Getting Started with CsvPath + CKAN
How to use CsvPath to publish data products to CKAN with confidence
Last updated
How to use CsvPath to publish data products to CKAN with confidence
Last updated
CKAN is the leading data portal. It powers massive data repositories, including the US, EU, and UK government's open data publishing, along with those of numerous other countries, provinces, cities, research centers, and NGOs. CKAN is used by private companies to host data assets internally for use across departments and divisions. Corporate data portal implementations include ones at LEGO, National Grid, Suncorp Bank, and many others.

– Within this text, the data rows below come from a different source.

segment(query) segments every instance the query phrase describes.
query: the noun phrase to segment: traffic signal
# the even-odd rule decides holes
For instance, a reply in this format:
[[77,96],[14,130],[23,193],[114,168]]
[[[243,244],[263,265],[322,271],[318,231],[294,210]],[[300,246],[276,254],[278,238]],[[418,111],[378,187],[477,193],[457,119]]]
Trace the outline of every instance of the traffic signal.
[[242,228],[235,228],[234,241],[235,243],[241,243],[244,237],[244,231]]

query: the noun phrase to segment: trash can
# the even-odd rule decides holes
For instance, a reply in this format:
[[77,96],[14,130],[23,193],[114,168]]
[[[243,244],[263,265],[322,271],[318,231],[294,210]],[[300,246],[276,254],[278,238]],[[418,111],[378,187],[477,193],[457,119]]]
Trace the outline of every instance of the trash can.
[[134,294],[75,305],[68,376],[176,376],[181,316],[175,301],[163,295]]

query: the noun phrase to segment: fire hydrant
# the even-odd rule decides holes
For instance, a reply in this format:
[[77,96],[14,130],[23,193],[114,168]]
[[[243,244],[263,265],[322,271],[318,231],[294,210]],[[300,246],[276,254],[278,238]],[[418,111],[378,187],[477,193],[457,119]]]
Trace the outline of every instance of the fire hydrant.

CKAN is a data portal. A data portal is a purpose-built catalog for data products in the form of downloadable data and metadata references to online or on-request sources. The goal of a data portal is to offer high-value, validated, versioned datasets with sufficient metadata to fully characterize their content and provenance. Data portals often provide known-good snapshots of datasets that support research, open government, AI development, BI development, and data mastering tools such as ontologies, reference datasets, and controlled vocabularies.
There are only a few steps to start using the CKAN integration:
Create or get access to a CKAN instance
Make two small changes to your CsvPath config.ini
Add CKAN directives to a csvpath
Load your named-paths group and run it
The first one is the only heavy-lifting. If you have a CKAN instance you can skip it. The remaining three steps should take you about 15 minutes, using CsvPath's CLI and following the instructions below.
First, a screenshot of CKAN + CsvPath and a word about why are we doing this.
High quality data is useless unless it is known and accessible to solve high-value problems. Likewise, a high-value data portal connecting consumers to producers is useless if the data produced is untrustworthy. Most organizations have piles of data. Many organizations have some form of a data lake. Regardless of tooling and investment, most data lakes quickly become a collection of messy, lossy, inexplicable silos. How can the right data get to the data portal in a validated, known-good form for clear presentation to consumers? CsvPath can help.
Data products are an interface to a data operation. One of CsvPath's core use cases is in the automated validation, canonicalization, metadata management, and publishing of data products to data catalogs. It is the filter that guarantees that a known source presents known-good data in an expected form through a durable and explainable process. CsvPath does this by applying the Collect, Store, Validate Pattern to the challenge of data departure. Collect, Store, Validate centralizes operations, makes processes highly consistent, keeps records in the form of immutable intermediate products and metadata, and verifies that data matches a schema and/or set of business validation rules.
The details of how CsvPath does this are on every page of this site, so here we'll just focus on linking up CsvPath and CKAN. Our goal here is to get CsvPath to post valid data to CKAN. It will look something like this screenshot of files that came from running a named-paths group.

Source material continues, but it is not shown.